Nach Erläuterung der europäischen Datenstrategie und der in diesem Zusammenhang erlassenen und anstehenden Rechtsakte der EU (DSGVO, Data Governance Act, Open Data Directive, Data Act, AI Act und Digital Markets Act) gab Herr Dr. Rücker einen Überblick über das Datenschutzrecht, das den Schutz personenbezogener Daten regelt. Für Reallabore bilden vor allem die Zweckbindung und Datenminimierung Herausforderungen.

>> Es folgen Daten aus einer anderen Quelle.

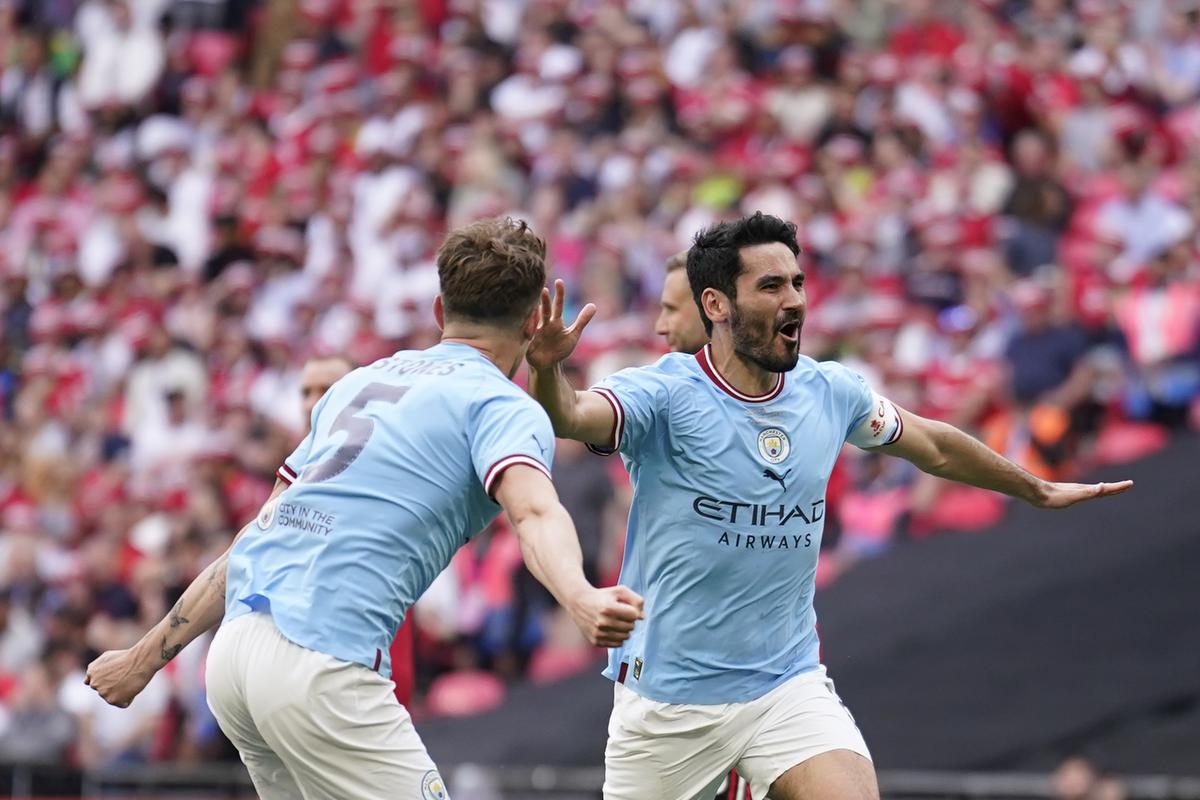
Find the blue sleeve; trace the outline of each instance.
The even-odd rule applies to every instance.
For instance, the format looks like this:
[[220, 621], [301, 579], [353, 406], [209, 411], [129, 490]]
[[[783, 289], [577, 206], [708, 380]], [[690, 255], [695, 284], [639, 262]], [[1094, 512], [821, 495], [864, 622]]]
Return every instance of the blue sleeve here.
[[846, 441], [870, 450], [900, 438], [904, 421], [892, 401], [877, 395], [865, 378], [844, 365], [827, 361], [821, 366], [830, 378], [835, 408], [845, 410]]
[[608, 401], [614, 422], [608, 443], [588, 449], [601, 456], [620, 452], [637, 461], [652, 441], [659, 410], [667, 404], [662, 381], [646, 367], [634, 367], [608, 375], [592, 391]]
[[516, 464], [540, 469], [550, 477], [554, 429], [546, 411], [527, 395], [480, 398], [467, 420], [467, 440], [475, 475], [488, 495], [504, 470]]
[[308, 457], [312, 455], [312, 443], [316, 438], [314, 432], [317, 431], [317, 415], [320, 414], [323, 408], [325, 408], [325, 401], [329, 399], [330, 395], [332, 395], [332, 392], [325, 392], [325, 395], [317, 401], [317, 404], [312, 408], [312, 416], [308, 420], [308, 433], [305, 434], [305, 438], [300, 440], [300, 444], [292, 451], [292, 455], [284, 458], [283, 463], [280, 464], [280, 468], [275, 471], [275, 476], [288, 486], [295, 483], [300, 479], [301, 473], [304, 473], [304, 468], [308, 463]]
[[866, 384], [866, 379], [836, 361], [824, 361], [821, 365], [826, 374], [829, 375], [834, 392], [834, 408], [845, 414], [846, 437], [866, 421], [875, 403], [875, 392]]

Zudem ging er auf den Europäischen Data Act-Entwurf ein, der sich zurzeit im Trilogverfahren befindet. Der Data Act befasst sich mit Daten, welche bei der Nutzung eines smarten Produkts oder einem damit zusammenhängenden Dienst generiert werden und normiert u.a. Datenzugangsansprüche für Nutzende.

Vortrag Dr. Rücker

Die Pläne des Bundes zum Reallabore-Gesetz

©Bundesministerium für Wirtschaft und Klimaschutz

Zum Abschluss warf Dr. Konstantin Kolloge, Leiter der Geschäftsstelle Reallabore im Bundesministerium für Wirtschaft und Klimaschutz (BMWK), mit den Teilnehmenden einen Blick in die Zukunft und stellte die Pläne zum Reallabore-Gesetz des Bundes vor.

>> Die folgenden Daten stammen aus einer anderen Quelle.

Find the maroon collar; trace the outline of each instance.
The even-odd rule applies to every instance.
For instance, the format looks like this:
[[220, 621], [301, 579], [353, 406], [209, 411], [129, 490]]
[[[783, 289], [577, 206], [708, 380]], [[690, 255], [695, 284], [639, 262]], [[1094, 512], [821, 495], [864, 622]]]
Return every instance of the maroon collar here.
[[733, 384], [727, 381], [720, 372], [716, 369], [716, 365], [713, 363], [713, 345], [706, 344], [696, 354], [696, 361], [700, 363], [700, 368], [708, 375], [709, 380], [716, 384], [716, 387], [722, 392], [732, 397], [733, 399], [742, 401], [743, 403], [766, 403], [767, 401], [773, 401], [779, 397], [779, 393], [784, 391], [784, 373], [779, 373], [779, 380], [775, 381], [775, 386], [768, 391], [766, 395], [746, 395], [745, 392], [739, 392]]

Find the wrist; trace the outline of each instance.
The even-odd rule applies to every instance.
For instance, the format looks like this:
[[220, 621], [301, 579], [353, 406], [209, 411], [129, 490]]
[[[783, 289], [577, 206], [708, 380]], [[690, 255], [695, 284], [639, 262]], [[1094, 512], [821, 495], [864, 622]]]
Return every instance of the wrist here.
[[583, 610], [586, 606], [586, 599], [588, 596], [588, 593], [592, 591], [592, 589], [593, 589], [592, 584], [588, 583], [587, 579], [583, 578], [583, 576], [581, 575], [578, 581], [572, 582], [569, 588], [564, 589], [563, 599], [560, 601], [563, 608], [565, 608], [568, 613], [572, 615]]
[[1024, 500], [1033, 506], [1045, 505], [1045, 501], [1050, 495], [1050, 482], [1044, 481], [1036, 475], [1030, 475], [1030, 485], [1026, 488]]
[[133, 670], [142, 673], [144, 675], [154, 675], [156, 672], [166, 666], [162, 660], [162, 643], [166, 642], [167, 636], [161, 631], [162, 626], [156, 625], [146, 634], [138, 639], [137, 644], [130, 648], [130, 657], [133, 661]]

Das aktuelle Vorhaben soll einheitliche und innovationsfreundliche Rahmenbedingungen für Reallabore schaffen und neue Freiräume zur Erprobung von Innovationen ermöglichen. Übergreifende Standards für Reallabore und neue Experimentierklauseln in wichtigen Innovationsbereichen sollen gesetzlich verankert werden und für Unternehmen, Forschungseinrichtungen und Kommunen attraktive Bedingungen bieten, mit denen zugleich regulatorisches Lernen gefördert wird. Zudem soll ein Experimentierklausel-Check in der Gesetzgebung verankert und ein One-Stop-Shop für Reallabore als zentrale Anlaufstelle auf Bundesebene etabliert werden.

Im Juli 2023 startet die öffentliche Online-Konsultation begleitet von der Veröffentlichung des Grünbuchs Reallabore durch das BMWK. Bis Mai 2024 soll der Referentenentwurf erstellt werden, damit das Inkrafttreten in der aktuellen Legislaturperiode erreicht werden kann.

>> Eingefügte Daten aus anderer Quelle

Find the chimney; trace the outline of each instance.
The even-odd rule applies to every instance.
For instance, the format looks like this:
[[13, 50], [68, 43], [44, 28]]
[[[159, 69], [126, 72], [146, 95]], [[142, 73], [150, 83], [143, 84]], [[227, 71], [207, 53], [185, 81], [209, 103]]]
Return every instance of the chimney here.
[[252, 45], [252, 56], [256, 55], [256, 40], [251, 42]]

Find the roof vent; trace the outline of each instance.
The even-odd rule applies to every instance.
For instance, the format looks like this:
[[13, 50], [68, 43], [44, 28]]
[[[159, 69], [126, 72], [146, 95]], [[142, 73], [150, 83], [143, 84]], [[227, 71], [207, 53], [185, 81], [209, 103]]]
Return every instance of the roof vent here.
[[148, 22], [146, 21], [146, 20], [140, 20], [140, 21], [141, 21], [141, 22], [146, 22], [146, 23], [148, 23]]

Gegenwärtig erhalten Reallabore bereits bundesseitig Unterstützung im Netzwerk Reallabore und durch Veranstaltungs- und Informationsangebote. Herausragende Reallabore werden zudem mit dem Innovationspreis Reallabore ausgezeichnet.

Zum Bundesangebot

Rückblickend lässt sich festhalten, dass dies nicht die letzte Veranstaltung in diesem Rahmen gewesen sein wird. 53 % der Teilnehmenden sprachen sich für eine Anschlussveranstaltung zur Vertiefung der rechtlichen Aspekte aus. Daneben erfuhr das Thema Reallabore und Nachhaltigkeit mit 61 % der Stimmen großen Zuspruch sowie die Vor-Ort-Termine bei Reallaboren mit 42 %.

Das Veranstaltungsteam wird diese Rückmeldungen aufgreifen und bedankt sich herzlich bei allen Mitwirkenden und Teilnehmenden für den interessanten und engagierten Austausch zum Thema Reallabore und Recht.